Я только чувствовала, что меня влечет к Джонатану все сильнее и сильнее. Порой мне казалось, что я не в силах совладать с собой. Что-то было такое в его горящих глазах, в его полуулыбке, в том, как он тайком поглаживал рукав шелкового платья женщины, когда никто не видел, и мне хотелось, чтобы он так же смотрел на меня, так же меня ласкал. А когда я вспоминала о грубых словах, сказанных им о ком-то, мне хотелось, чтобы он повел себя грубо со мной. Теперь я понимаю, что я была одинокой и глупой юной девушкой, которая тосковала по любви и жаждала физической близости (хотя это было для меня загадкой). Теперь я понимаю, что мое неведение могло меня погубить. Мне безумно хотелось стать любимой. Я не могу винить одного Джонатана. В своем падении мы часто повинны сами.

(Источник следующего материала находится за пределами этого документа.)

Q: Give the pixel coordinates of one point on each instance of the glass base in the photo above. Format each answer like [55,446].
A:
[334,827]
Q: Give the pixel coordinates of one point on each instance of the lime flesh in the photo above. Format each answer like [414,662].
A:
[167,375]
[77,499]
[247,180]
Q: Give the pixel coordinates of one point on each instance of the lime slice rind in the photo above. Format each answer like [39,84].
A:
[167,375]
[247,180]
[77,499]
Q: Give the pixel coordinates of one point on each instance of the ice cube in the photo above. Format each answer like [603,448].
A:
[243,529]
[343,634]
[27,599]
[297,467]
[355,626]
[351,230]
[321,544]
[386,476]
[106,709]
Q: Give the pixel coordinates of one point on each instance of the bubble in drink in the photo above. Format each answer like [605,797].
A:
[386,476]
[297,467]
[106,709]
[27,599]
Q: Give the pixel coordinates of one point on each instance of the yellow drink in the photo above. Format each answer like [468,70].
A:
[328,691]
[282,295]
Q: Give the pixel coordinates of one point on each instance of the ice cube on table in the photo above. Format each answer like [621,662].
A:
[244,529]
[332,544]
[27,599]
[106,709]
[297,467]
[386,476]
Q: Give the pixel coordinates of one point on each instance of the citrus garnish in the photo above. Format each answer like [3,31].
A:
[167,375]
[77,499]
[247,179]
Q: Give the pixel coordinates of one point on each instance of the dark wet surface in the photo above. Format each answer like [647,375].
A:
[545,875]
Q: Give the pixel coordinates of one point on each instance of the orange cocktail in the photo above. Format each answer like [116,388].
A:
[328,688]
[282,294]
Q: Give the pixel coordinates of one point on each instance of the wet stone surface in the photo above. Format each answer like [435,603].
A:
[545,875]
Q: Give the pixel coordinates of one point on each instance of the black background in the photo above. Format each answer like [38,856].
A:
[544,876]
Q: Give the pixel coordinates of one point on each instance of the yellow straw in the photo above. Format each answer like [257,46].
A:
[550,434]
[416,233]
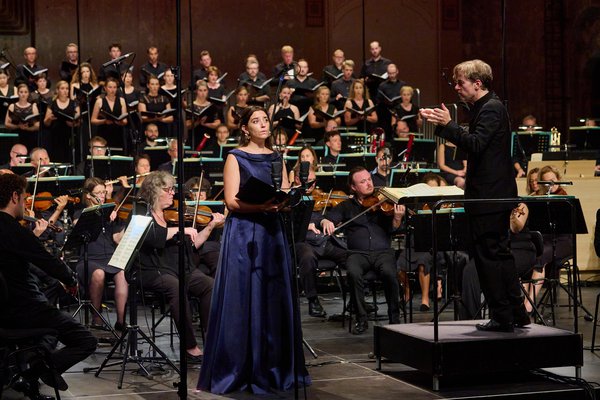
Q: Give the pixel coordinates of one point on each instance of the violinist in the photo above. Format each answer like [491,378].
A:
[369,246]
[158,258]
[208,253]
[25,307]
[316,246]
[100,251]
[384,163]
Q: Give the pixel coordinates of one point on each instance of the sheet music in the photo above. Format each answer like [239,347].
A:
[135,232]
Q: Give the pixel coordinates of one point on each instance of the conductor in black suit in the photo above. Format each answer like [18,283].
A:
[489,176]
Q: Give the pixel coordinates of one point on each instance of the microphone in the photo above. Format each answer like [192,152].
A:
[303,174]
[276,172]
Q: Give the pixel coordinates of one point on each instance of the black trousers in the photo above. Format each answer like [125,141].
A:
[495,264]
[198,285]
[382,262]
[308,259]
[78,342]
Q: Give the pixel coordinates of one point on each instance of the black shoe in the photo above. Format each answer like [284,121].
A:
[119,327]
[521,317]
[191,359]
[315,309]
[494,326]
[30,389]
[360,326]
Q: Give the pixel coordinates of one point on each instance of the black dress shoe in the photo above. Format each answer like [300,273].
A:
[495,326]
[315,309]
[360,326]
[30,389]
[192,359]
[521,317]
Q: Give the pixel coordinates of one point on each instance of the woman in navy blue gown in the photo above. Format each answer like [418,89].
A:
[252,340]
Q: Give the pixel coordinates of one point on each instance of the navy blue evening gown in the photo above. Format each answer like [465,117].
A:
[251,337]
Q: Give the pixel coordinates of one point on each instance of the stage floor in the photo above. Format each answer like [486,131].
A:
[345,369]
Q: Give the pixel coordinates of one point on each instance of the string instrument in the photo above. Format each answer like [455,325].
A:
[51,226]
[129,178]
[44,200]
[324,200]
[378,202]
[201,217]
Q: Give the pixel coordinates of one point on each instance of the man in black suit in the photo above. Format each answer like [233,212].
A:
[489,176]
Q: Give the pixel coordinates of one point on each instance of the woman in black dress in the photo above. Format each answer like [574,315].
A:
[61,137]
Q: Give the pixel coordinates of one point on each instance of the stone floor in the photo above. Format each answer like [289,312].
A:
[344,368]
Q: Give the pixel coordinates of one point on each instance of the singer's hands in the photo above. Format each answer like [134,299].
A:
[328,227]
[437,116]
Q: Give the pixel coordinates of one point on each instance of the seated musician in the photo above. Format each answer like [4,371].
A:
[17,155]
[100,251]
[24,306]
[306,154]
[158,258]
[420,261]
[559,246]
[453,170]
[369,246]
[150,136]
[380,174]
[333,141]
[316,246]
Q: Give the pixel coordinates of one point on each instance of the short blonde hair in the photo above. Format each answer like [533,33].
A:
[475,70]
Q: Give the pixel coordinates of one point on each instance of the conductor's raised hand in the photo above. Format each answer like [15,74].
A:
[437,116]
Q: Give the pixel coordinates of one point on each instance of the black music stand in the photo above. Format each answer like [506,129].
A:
[86,230]
[125,254]
[554,218]
[452,236]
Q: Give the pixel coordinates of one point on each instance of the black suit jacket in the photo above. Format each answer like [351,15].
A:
[487,143]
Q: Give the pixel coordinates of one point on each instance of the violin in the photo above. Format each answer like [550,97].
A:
[202,217]
[45,200]
[51,226]
[327,199]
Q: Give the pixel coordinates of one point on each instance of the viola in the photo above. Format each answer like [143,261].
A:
[45,200]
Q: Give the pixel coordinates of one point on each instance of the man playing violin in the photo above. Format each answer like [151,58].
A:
[369,246]
[317,246]
[23,305]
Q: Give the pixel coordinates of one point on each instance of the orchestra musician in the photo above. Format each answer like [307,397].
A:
[28,131]
[100,251]
[369,246]
[158,259]
[24,306]
[490,175]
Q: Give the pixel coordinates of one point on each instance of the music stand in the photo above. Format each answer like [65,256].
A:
[86,230]
[554,218]
[123,258]
[453,236]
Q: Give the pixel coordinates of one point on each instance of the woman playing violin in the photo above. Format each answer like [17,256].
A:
[100,251]
[159,258]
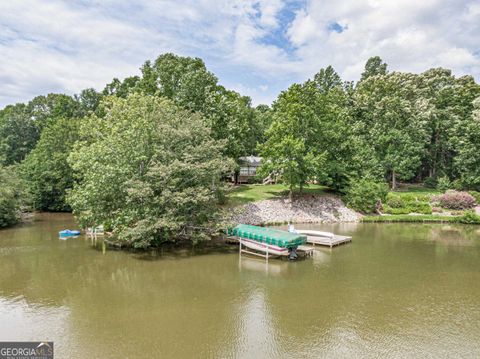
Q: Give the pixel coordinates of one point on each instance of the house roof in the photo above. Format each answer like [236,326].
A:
[251,160]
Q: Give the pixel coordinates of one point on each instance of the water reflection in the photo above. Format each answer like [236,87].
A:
[396,291]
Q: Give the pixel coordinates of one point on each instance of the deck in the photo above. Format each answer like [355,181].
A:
[328,242]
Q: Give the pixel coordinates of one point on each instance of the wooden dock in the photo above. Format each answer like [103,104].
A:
[328,242]
[306,250]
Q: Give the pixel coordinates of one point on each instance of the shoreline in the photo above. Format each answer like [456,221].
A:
[307,208]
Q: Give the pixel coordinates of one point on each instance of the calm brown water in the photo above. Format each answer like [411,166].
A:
[396,291]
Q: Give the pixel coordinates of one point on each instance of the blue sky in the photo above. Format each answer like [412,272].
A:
[258,48]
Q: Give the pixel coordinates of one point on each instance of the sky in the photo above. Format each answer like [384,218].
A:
[256,47]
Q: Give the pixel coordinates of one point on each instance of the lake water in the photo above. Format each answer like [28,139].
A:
[397,291]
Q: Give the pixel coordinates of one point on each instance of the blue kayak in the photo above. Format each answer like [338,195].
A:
[68,233]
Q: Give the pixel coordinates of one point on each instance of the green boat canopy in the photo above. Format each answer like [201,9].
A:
[271,236]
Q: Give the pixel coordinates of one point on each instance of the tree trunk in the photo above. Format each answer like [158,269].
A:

Арустукская окружная больница
Наши дни
Смотровая палата. В двух кругах света кружится дымок. Пластиковые ремни расстегнуты. Арестованная сидит на каталке, превращенной в кресло. Между ее пальцами зажата дымящаяся сигарета. Рядом с женщиной на каталке стоит судно, на дне которого лежат два окурка, выкуренных до фильтра. Люк откидывается на спинку стула и кашляет. У него в горле саднит от дыма, а голова как ватная. Он себя чувствует так, будто всю ночь принимал наркотики, видел наркотические сны и только теперь выходит из транса.
В дверь негромко стучат. Люк вскакивает на ноги проворнее, чем белка взлетела бы вверх по стволу дерева. Он знает, что так стучать в дверь смотровой палаты может только работник больницы. Это предупреждающий стук, после чего работник входит. Люк наваливается на дверь плечом и приоткрывает всего на дюйм.
На него холодно смотрит Джуди. Люк видит один ее глаз, увеличенный стеклом очков.
— Звонили из морга. Только что доставили труп. Джо хочет, чтобы ты позвонил патологоанатому.
— Время позднее. Скажи Джо, что сейчас нет смысла звонить патологоанатому. Можно подождать до утра.
Медсестра складывает руки на груди:
— А еще Джо просил меня узнать насчет арестованной. Ты закончил осмотр? Ее можно увезти или нет?
«Это испытание», — думает Люк. Он всегда считал себя честным человеком, но пока не может отпустить женщину:
— Нет, пока он не может ее забрать.
Джуди смотрит на него так, словно хочет пронзить его взглядом насквозь.
— Почему? На ней же ни царапинки.
Люк лжет, почти не задумываясь:
— Она перевозбудилась. Пришлось ввести успокоительное. Нужно убедиться, что у нее не будет побочной реакции на препарат.
Медсестра вздыхает. Громко, нарочито. Она словно бы знает — не догадывается, а знает, что Люк делает что-то мерзкое, отвратительное с бесчувственным телом девушки.
— Оставь меня одного, Джуди. Скажи Джо, что я ему позвоню, когда она придет в себя.